Every time someone said, “Hey, I used AI for this and it saved me an hour,” they shared it. That’s how culture shifts — not with banners, but with courage.
📍 Real Stories from Inside Our Team
These aren’t initiatives. They’re habits. This isn’t theory — it’s how we work.
🎓 Learning by Doing
The organization I work for sent me through Tangram AI training — not just slides and a certificate, but 12+ hours of pre-work and five intense days of hands-on labs. I came back energized, not just informed. Because when leaders feel it, they spread it. What you cannot see in the photo is the team was operating trucks, managing paperwork, and moving containers from trucks to ships all with our hands!
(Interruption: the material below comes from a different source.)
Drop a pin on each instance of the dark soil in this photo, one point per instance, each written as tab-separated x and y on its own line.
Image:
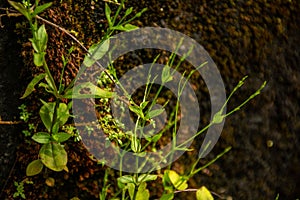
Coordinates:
256	38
💻 Coding with a Second Brain
In development, AI became a co-pilot — helping us write code, document changes, and build smarter. I mentioned an example at the beginning of this article.
🗂️ Rethinking Goals, Together
When it came time to write team goals, we didn’t start from scratch. We used large language models to draft, edit, and refine. The result was clear, collaborative, and aligned — not just approved.
🧠 AI in the Background — Quietly Powerful
In operations, AI became an invisible helper. It pulled insights from emails, created executive summaries, even opened ServiceNow tickets. Hours saved. Clarity gained. Here’s and example prompt you can try:
“Need a brilliant presentation about how to use ServiceNOW as not only a support tool but also a knowledgebase. This should include cool meaningful pictures and artwork including an inspirational Video at the end!”
💰 Smarter FinOps
We use AI to break down Kubernetes costs, assist with chargebacks, and guide teams toward better architecture. It’s like having a CFO and cloud engineer in your pocket — running 24/7.
🔬 Decision-Making on Another Level
When weighing canonical vs. unstructured data models, AI didn’t make the decision — but it surfaced the insights that mattered. It filtered articles, decks, and discussions — turning noise into clarity.
❗ The Truth: AI Isn’t Coming for Your Job
Let’s kill the fear-mongering. AI isn’t here to take your job — it’s here to take the junk work off your plate.
What’s really at stake? Your time. Your focus. Your ability to do your best thinking.
The real threat isn’t AI. It’s the person next to you who’s figured out how to use it — and now gets more done, with better insight and less stress.
Use it to:
- Automate grunt work — so you can focus on strategy
- Accelerate decision-making — with faster, clearer inputs
- Amplify your strengths — by offloading the robotic tasks
Start small. Pick one task this week to rethink with AI — and reclaim your edge.
🎯 Final Thought: This Isn’t About Tools. It’s About Trust.
At the organization I work for, AI isn’t future-facing — it’s already part of how we work. Every day. In real ways.
It’s not perfect. Neither are we. But when we use AI consistently, we’re not just saving time — we’re creating space to think, lead, and connect.
This isn’t humans vs. AI. It’s humans with AI — thinking bigger, working better, growing faster.
👋 Want to Start?
In your next team meeting, try asking: ‘What did you rethink with AI this week?’ It won’t just change the conversation — it might change your culture.